La polémique sur les quotas d’entrée aux grandes écoles fait rage. La vraie question posée est la suivante, un pays qui compte 65 millions d’habitants peut-il recruter ses élites dirigeantes dans les 10% des catégories sociales les plus favorisées ?
Comment faire face à la compétition mondiale des cerveaux avec une base sociale aussi étroite ? Le constat est sans appel en 40 ans l’ascenseur social s’est déglingué. Au-delà de l’injustice flagrante que cela représente pour tous ceux qui se voient du coup boucher des perspectives de projet de vie, cette glaciation en haut de la pyramide présente un danger mortel pour la cohésion sociale de la France et à terme pour sa position dans le monde.

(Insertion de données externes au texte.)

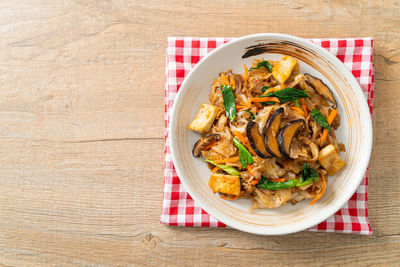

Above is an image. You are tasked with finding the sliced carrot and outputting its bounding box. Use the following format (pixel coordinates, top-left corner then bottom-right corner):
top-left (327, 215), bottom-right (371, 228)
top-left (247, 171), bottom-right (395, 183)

top-left (300, 98), bottom-right (308, 118)
top-left (321, 109), bottom-right (337, 143)
top-left (236, 105), bottom-right (250, 109)
top-left (254, 102), bottom-right (262, 108)
top-left (251, 96), bottom-right (280, 103)
top-left (214, 156), bottom-right (239, 163)
top-left (234, 131), bottom-right (257, 156)
top-left (230, 75), bottom-right (236, 91)
top-left (211, 167), bottom-right (219, 173)
top-left (310, 174), bottom-right (326, 205)
top-left (289, 107), bottom-right (304, 116)
top-left (247, 164), bottom-right (255, 176)
top-left (268, 178), bottom-right (286, 183)
top-left (219, 73), bottom-right (229, 85)
top-left (250, 179), bottom-right (260, 185)
top-left (220, 195), bottom-right (238, 200)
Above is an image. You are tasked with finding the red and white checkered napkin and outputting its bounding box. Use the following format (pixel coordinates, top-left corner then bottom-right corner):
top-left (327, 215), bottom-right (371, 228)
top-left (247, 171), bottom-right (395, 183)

Où situer la responsabilité d’une telle injustice économiquement suicidaire, comment y remédier ? Voilà une question qui concerne à la fois la démocratie et l’entreprise au sens large.
Situer le mal uniquement au niveau des modalités de concours d’entrées dans les écoles les plus prestigieuses de la Nation serait démagogique et masquerait le fait essentiel, c’est sur la totalité de la chaine de valeur de notre enseignement qu’il faut travailler.
Pour autant faut-il attendre le grand soir d’une réforme de rêve pour agir partout où cela est possible pour améliorer la donne ? Assurément non, une attitude responsable suppose que l’ensemble des acteurs concernés agissent là où cela est possible pour changer les choses. Le débat est politique au sens noble, il ne peut se limiter à trouver des arguments électoralistes.
Le constat, une sélection injuste et malthusienne des « meilleurs »
Si l’on considère les grandes écoles scientifiques et de management qui tiennent le haut du pavé (Centrale, Polytechnique, Agro Paris Tech, L’école des Mines de Paris et Ponts et Chaussées) de même que les principales écoles de Management (HEC, ESSEC, ESCP Europe) la part des étudiants aidés par des bourses se situe entre 12 et 15%. On objectera que le taux de boursiers n’est pas le seul critère à prendre en compte pour parler de diversité, il faut considérer les étudiants issus des filières hors concours, la part des étudiants étrangers (47% à ESCP Europe, 25% à HEC).
Néanmoins la base sociale de ces écoles demeure très fermée, et le bagage culturel (langues, outils de base, information) et financier (coût de l’enseignement) des parents demeure un critère essentiel de réussite à intelligence égale.
Il serait absurde de considérer qu’une démocratisation en terme d’origine sociale ferait automatiquement baisser le niveau de ces écoles. Sauf à ce que le recrutement soit totalement formaté, comme c’est un peu le cas actuellement, chacun arrive avec ses forces et ses lacunes La position adoptée par la Conférence des Grandes Ecoles est, sur ce point, défensive et maladroite.
Il serait tout aussi absurde de considérer que c’est au seul niveau des concours que l’on va changer les choses et modifier la tendance lourde sans passer par une action à tous les niveaux de la formation pour revenir à plus d’égalité des chances tant sur le plan de l’origine géographique que sociale.
Des solutions sur l’ensemble de la chaîne de valeurs de l’enseignement encourageant toute expérience positive.
L’information, la recherche systématique des meilleurs éléments dans les zones défavorisés, la démocratisation de l’accès aux langues et à la culture de base sont autant de pistes à creuser.
De même on aurait tort de ridiculiser les efforts faits par certaines grandes écoles pour redresser la barre. De ce point de vue, ce n’est pas parce que les réalisations de Sciences Po sont soutenus par une partie de la droite que les progressistes doivent en méconnaitre les mérites. Il faut sortir ici du débat politicien et encourager les initiatives positives. Il en est de même paradoxalement de certaines initiatives comme celles de l’ESSEC avec son programme « Une Grande Ecole Pourquoi pas Moi » (programme PQPM) créé en 2002 qui par un partenariat avec 8 lycées ont mis en action 200 élèves de cette école pour transmettre aux lycéens des zones défavorisées une ambition professionnelle en les accompagnant pendant les trois dernières années précédent le bac.
Le piquant veut que le directeur de cette institution dynamique et innovante par ailleurs soit obligé de défendre une position d’apparence malthusienne.
Au total, si le débat est mal posé la question est bien réelle et il serait opportun qu’au lieu de se livrer à des querelles politiciennes les acteurs de notre France de demain recherchent des solutions démocratiques et efficaces en évitant de rester à la surface des choses.